For one reason or another I have missed several weeks at Oak Tree, first it was a bad back, then the snow and last week my Great Nephew and Great Niece came visiting the family with their parents. As my mother hadn’t seen either youngster since they were born, all the family made the effort to get together.
So, this week I was determined to go to Oak Tree come what may. It was raining at home when I set out and my Aunt, who my mother was talking to on the phone when I left, said it was snowing again in Birmingham, but I thought nothing of it. However, Oak Tree is a little higher than where I live and when I got there I found there was a pretty, white covering of snow everywhere with a little more coming down. No bonfire today, I thought, although there was the biggest pile of assorted Rhododendron branches, part of an apple tree, willow prunings, rose prunings and other mixed rubbish that you ever did see and it was all lightly covered with snow and dripping wet.
Several other volunteers had arrived by this time and we were all trying to decide what to do in the wet. My first job was to unload a dozen young Hazel trees and half a dozen Blackthorns that I had taken with me that had been healed in, in pots, in my allotment over the last season and the Winter. The intention is that they will be used to fill in gaps in the hedges around the site.

By the time I had unloaded the car, the sleet had stopped and the sun tried to come out. One volunteer then presented me with half a dozen whole newspapers for my fire and after a two hour struggle, just when I was running out of paper, I got it going. It was the biggest bonfire you ever did see and was very smoky with all the wet, but it burnt.

While I was valiantly tending my fire one of the other volunteers emptied a large brick cold frame. The Winter wet and frost had penetrated some of the brickwork and badly damaged it to such an extent that the whole thing would have to be demolished and re-built. Fortunately, I was told that the team of volunteers included someone who was a useful brick-layer.

There are always plenty of maintenance jobs to do around the site, apart from feeding, cleaning out and watering the animals, but when the weather is bad it is not always so easy to find things to do inside at this time of year. The other week two of the volunteers spent most of a whole day cleaning the inside glass of all the greenhouses with brushes and a pressure sprayer. There isn’t much growing in them at the moment, but Spring is only just round the corner and as they fill up with plants it will be important to make the most of the low light levels in the early part of the new season.
The constant wet weather has played havoc with a lot of the older wooden doors around the site and kept our resident carpenter, another volunteer, busy most weeks. This week however, he turned his talents to replacing an old worn out carpet in one of the offices. There were a few comments made about him having a nice warm job in the dry!

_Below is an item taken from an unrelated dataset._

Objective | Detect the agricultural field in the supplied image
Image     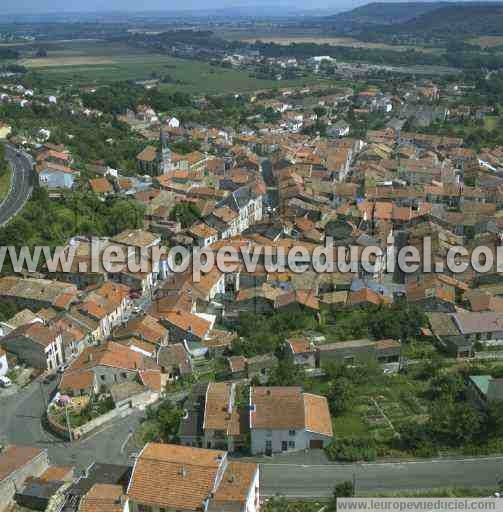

Other things that have been going on while I have been absent include cutting out bit a more of the new path that will run down by the brick built compost heaps. Two of the heaps have also been dug out with some of the compost bagged and some barrowed onto the vegetable area. Where the barrows have been tipped it looks like the area has been covered in huge mole-hills as it hasn’t been dug in yet, and a large wooden, raised bed has also been made in one of the poly tunnels using some more of the compost. On the subject of compost, Oak Tree have also taken delivery of 4 huge bags of compost from a commercial producer ready for the new season and all the bedding plants that they will grow. When I say huge bags I mean the size bags that builders merchants use to deliver tons of sand in, to building sites.

Oak Tree have also been changing some of the livestock around. The very wet year we have just had meant that they were struggling to keep the herd of Longhorn cattle fed. The field they were in was getting badly cut up and with the grass not growing properly they needed a lot of additional feed that was expensive. Consequently the centre finally decided to dispose of the herd, keeping a smaller number of other cattle temporarily in a barn with half a dozen calves. They have also sent some Chickens and Ducks to Penkridge market where they got a good price, but I was told it is too early in the season to guarantee that any replacement fertilized eggs bought, will actually be viable, so they will have to wait until nearer the Spring to increase their numbers again. The pig that went to a “better place,” some weeks ago hasn’t been replaced either yet as the centre want to pick a nice outdoor site for its replacement to live where it can live a more natural and happy existence instead of being inside in a stable. Oak Tree not only try to keep the trainees happy, but also the volunteers and the animals!